还有另一种方法可以将多分类变成多分类问题，就是将bert的最后一层进行重写

https://blog.csdn.net/weixin_41519463/article/details/100863313

另一位大佬实现多文本分类，可以参考https://github.com/649453932/Bert-Chinese-Text-Classification-Pytorch

# 使用 transformers 提供的序列分类模型 BertForSequenceClassification
from transformers import BertForSequenceClassification

PRETRAINED_MODEL_NAME = "bert-base-chinese"
NUM_LABELS = 3

model = BertForSequenceClassification.from_pretrained(
    PRETRAINED_MODEL_NAME, num_labels=NUM_LABELS)

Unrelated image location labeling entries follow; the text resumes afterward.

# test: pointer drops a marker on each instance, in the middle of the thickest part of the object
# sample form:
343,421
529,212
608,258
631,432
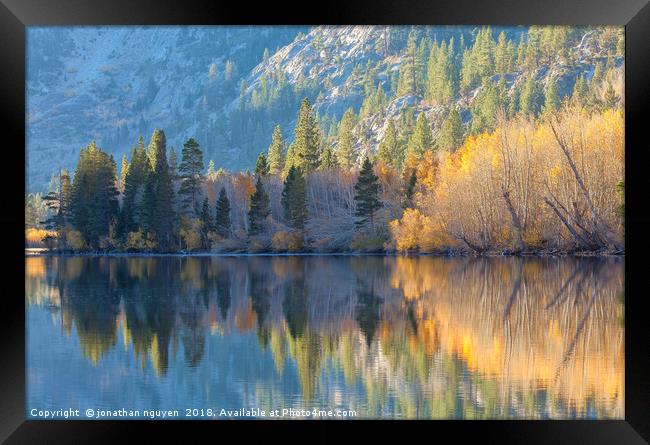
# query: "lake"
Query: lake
370,336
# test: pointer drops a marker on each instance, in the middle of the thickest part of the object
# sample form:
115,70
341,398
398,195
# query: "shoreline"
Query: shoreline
453,254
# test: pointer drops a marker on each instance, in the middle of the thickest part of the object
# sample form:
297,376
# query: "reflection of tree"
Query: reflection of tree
149,309
368,312
260,297
223,293
294,306
435,342
93,303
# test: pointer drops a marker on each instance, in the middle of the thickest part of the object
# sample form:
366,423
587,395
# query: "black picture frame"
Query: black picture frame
16,15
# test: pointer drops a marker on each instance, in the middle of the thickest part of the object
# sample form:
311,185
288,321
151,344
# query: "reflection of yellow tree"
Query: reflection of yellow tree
423,337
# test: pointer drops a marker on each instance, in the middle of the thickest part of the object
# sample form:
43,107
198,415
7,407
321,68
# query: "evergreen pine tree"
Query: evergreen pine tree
211,171
551,98
261,165
93,197
206,222
501,57
451,132
421,139
532,97
162,218
294,199
366,195
345,146
222,214
328,158
276,152
610,98
123,171
390,150
190,171
58,202
410,189
306,143
259,209
173,163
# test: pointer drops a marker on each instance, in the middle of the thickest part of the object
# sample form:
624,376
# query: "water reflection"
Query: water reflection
389,337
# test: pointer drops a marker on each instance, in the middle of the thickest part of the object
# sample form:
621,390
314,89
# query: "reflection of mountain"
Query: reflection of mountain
419,337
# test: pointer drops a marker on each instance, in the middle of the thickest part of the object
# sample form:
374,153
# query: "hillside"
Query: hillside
220,86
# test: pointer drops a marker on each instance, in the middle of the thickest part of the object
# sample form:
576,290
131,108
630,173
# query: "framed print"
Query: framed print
379,212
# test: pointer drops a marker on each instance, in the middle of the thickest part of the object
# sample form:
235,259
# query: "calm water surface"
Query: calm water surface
385,337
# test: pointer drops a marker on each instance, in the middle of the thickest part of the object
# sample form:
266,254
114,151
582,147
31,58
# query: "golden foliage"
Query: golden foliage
287,241
35,236
464,193
75,240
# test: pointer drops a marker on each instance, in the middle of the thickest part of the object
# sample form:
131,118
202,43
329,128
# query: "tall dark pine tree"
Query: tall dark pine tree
262,165
366,195
259,209
222,217
58,202
190,171
306,142
134,185
159,183
294,199
410,189
206,222
93,198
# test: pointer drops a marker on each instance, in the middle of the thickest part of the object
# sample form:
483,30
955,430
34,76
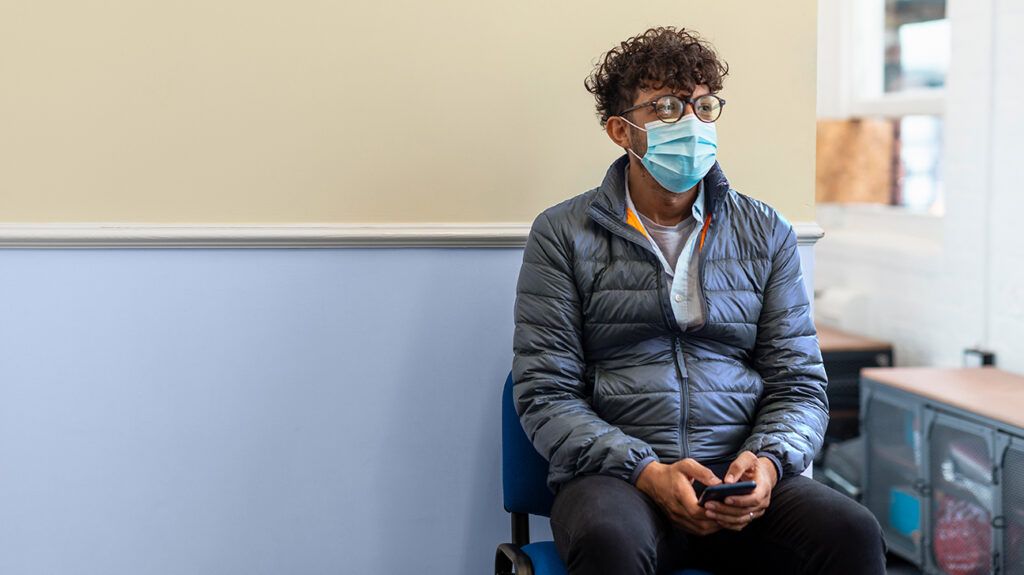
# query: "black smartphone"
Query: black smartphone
722,490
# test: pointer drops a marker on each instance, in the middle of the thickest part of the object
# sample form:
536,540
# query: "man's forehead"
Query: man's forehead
649,92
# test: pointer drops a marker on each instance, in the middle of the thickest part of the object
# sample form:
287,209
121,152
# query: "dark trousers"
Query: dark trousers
605,525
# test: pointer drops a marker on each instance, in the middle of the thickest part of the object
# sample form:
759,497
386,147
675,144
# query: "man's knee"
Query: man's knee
613,545
860,529
604,525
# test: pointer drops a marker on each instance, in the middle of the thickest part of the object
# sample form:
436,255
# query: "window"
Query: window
916,40
883,70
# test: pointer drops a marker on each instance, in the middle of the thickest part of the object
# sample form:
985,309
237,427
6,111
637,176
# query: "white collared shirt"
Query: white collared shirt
683,274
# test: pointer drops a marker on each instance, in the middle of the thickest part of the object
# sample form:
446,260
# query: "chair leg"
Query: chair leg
520,529
509,556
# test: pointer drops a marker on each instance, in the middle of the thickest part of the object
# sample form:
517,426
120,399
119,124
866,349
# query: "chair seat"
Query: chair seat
547,562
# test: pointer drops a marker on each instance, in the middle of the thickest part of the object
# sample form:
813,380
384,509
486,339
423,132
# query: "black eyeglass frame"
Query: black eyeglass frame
690,100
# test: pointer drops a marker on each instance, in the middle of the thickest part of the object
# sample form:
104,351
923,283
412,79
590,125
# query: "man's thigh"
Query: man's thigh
808,528
597,516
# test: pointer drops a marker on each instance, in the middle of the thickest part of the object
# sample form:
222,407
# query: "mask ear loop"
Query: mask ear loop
623,118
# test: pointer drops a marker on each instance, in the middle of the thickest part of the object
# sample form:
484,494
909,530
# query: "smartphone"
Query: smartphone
722,490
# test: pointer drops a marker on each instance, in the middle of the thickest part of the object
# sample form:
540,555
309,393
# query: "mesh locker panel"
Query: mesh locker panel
962,501
1013,512
894,443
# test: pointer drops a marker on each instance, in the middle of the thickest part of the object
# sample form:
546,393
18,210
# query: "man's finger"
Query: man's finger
743,461
693,470
756,498
722,510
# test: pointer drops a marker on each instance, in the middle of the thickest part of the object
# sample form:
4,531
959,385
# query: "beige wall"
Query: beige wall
239,112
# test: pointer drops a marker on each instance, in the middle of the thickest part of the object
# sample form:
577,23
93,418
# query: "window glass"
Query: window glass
916,40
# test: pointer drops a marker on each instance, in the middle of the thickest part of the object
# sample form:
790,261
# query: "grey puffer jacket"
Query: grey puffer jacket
605,382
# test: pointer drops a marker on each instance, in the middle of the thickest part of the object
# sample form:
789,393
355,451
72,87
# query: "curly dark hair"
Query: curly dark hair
660,57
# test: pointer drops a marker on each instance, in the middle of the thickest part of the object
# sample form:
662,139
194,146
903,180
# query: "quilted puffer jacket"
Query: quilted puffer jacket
606,382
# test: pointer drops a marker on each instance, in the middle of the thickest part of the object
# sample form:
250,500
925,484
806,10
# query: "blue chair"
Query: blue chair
524,475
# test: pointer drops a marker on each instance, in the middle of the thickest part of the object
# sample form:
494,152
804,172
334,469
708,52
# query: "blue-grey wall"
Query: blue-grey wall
252,411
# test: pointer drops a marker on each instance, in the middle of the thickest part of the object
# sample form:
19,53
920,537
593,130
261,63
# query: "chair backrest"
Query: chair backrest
524,472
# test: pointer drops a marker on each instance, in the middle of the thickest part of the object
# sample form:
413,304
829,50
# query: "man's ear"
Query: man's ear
619,131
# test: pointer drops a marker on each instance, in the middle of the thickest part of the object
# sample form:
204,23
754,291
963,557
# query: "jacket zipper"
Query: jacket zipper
684,398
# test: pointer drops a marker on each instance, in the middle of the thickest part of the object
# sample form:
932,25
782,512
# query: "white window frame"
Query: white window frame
851,65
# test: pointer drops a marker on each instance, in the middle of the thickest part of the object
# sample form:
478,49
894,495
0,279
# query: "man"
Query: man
664,342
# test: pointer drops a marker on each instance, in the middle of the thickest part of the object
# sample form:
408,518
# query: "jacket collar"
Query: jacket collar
608,206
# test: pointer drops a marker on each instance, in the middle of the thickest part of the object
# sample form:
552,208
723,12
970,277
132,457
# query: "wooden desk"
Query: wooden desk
983,391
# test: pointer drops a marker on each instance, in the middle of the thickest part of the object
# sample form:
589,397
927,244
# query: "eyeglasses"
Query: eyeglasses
670,108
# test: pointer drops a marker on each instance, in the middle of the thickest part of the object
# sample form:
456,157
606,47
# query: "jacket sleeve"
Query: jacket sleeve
794,409
548,370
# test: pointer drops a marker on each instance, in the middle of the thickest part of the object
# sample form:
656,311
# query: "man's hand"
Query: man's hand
671,486
738,511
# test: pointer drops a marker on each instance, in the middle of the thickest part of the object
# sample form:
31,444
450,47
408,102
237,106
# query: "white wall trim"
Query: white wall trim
285,235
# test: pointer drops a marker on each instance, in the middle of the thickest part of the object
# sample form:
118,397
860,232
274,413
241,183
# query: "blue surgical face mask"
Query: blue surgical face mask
679,155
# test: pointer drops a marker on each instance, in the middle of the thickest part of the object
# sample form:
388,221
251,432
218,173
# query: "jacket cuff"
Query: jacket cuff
640,468
774,460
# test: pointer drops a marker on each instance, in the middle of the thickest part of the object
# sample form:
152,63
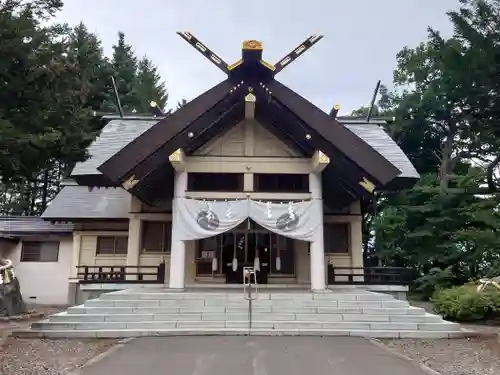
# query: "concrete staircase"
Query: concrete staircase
351,312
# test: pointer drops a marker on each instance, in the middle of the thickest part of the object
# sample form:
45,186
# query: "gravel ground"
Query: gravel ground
45,357
478,356
48,357
453,357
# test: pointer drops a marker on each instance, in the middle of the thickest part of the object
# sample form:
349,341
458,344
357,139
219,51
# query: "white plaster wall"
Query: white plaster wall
45,283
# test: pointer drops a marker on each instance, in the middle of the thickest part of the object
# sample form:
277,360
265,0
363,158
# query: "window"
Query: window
281,183
215,181
40,251
112,245
156,236
336,238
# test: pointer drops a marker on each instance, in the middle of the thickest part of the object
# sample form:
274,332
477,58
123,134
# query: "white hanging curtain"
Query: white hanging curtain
297,220
196,219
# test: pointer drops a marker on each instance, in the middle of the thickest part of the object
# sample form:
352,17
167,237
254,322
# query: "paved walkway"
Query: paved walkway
251,356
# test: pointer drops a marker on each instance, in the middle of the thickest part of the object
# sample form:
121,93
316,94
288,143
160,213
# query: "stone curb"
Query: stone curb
426,369
22,318
120,344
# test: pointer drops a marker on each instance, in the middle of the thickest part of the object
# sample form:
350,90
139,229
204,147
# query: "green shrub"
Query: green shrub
464,303
434,280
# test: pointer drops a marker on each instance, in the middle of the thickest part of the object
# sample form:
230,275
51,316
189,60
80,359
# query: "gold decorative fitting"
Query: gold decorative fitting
252,45
250,98
235,64
130,182
176,155
323,159
367,184
268,65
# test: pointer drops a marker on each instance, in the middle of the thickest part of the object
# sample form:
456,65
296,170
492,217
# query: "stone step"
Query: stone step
120,296
243,303
222,309
152,325
276,317
122,333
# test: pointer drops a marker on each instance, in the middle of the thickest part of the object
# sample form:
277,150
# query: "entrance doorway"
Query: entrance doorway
276,253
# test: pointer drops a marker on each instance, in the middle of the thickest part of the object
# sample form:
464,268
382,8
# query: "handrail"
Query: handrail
369,275
121,274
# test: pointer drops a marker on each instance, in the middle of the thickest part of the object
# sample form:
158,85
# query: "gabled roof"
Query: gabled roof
354,165
121,131
13,226
354,159
115,135
82,203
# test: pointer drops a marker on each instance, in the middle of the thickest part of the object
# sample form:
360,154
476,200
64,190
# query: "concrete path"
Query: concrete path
251,356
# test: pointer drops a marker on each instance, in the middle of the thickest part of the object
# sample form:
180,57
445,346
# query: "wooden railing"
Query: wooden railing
122,274
369,275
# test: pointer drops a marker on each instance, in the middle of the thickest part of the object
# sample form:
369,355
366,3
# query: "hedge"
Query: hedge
465,303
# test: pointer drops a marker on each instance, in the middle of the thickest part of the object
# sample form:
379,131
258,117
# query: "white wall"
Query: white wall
45,283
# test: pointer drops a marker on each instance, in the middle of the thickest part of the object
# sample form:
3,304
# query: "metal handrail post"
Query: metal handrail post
248,273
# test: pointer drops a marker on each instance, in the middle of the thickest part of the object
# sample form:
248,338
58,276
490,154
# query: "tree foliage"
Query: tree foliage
446,106
52,79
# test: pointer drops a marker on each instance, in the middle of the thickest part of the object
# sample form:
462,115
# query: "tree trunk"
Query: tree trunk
490,171
45,188
446,167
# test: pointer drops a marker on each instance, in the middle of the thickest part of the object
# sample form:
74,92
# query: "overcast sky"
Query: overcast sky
361,39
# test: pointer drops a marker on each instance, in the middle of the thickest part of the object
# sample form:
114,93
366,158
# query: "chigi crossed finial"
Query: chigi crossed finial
251,57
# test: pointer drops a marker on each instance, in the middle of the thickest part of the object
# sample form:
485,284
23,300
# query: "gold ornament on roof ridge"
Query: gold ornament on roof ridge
252,45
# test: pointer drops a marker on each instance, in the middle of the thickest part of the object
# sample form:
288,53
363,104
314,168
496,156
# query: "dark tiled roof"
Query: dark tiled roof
114,136
119,132
10,226
78,202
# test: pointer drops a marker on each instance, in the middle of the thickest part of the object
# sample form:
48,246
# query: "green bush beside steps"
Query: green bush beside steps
464,303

# 在 BertModel 基础上，自己添加 Dropout 层和 线性分类层，实际效果等价于 transformers 提供的 BertForSequenceClassification
class Model(nn.Module):

    def __init__(self, config):
        super(Model, self).__init__()
        self.bert = BertModel.from_pretrained(config.bert_path)
        for param in self.bert.parameters():
            param.requires_grad = True
        self.dropout = nn.Dropout(0.3)
        self.fc = nn.Linear(config.hidden_size, config.num_classes)

    def forward(self, x):
        context = x[0]  # 输入的句子
        mask = x[2]  # 对padding部分进行mask
        seg_ids = x[3]  # 句子间的分隔情况
        _, pooled = self.bert(input_ids=context, token_type_ids=seg_ids,  attention_mask=mask, output_all_encoded_layers=False)
        out = self.dropout(pooled)
        out = self.fc(out)
        return out
 
 model = Model(config)

通过BertForSequenceClassification中 from_pretrained函数中的example我们可以清楚的知道了预训练模型的调用方法

Examples::

            # For example purposes. Not runnable.
            model = BertModel.from_pretrained('bert-base-uncased')    # Download model and configuration from S3 and cache.
            model = BertModel.from_pretrained('./test/saved_model/')  # E.g. model was saved using `save_pretrained('./test/saved_model/')`
            model = BertModel.from_pretrained('bert-base-uncased', output_attention=True)  # Update configuration during loading
            assert model.config.output_attention == True
            # Loading from a TF checkpoint file instead of a PyTorch model (slower)
            config = BertConfig.from_json_file('./tf_model/my_tf_model_config.json')
            model = BertModel.from_pretrained('./tf_model/my_tf_checkpoint.ckpt.index', from_tf=True, config=config)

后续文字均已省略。